We are looking at different strategies to keep this data updated and to manage scaling the database. So, we are looking at horizontal sharding [splitting data into multiple tables that inherit from a master and have exclusion constraints] and are also considering having tables that hold data as:
> All the data
> Data for the last 24 hours
> Data for the last 2 hours
That way, when we want something recent, we would just query the most recent table, but in the few occasions that we need something more, we go to the larger tables that are sharded.
Just for reference, we are doing something like this:
select count(*), count(distinct group_id) from
(select group_id, recorded_on from data_store_v2 order by id DESC limit 900000) td
where recorded_on >= (now() - '24 hr'::INTERVAL);
We are getting 800,000 data items a day right now and the above query takes around 14 seconds on a single table that is not sharded and has around 268million records. Every week, this table becomes slightly slower since we add close to 6 million records every week.

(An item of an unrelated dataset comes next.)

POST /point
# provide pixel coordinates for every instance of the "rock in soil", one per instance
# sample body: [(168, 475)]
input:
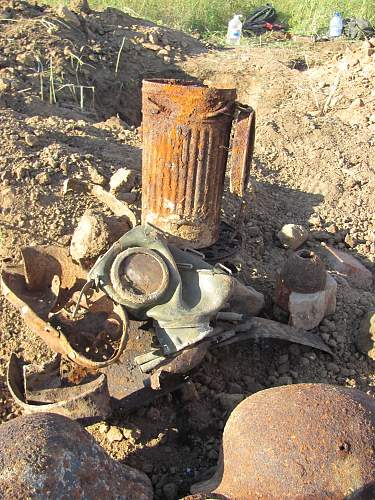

I've read this: https://www.amberbit.com/blog/2014/2/4/postgresql-awesomeness-for-rails-developers/ and am looking at ways that everything is managed under Rails, if possible.
So, the questions (and thanks for reading this far) are:
> What is a good way to do this while still working within ActiveRecord?
> This is a capability that we'd like to attach to any model that might need it. What would be a good way to approach a gem for it?
I'm sure there will be a few more questions as we progress on this.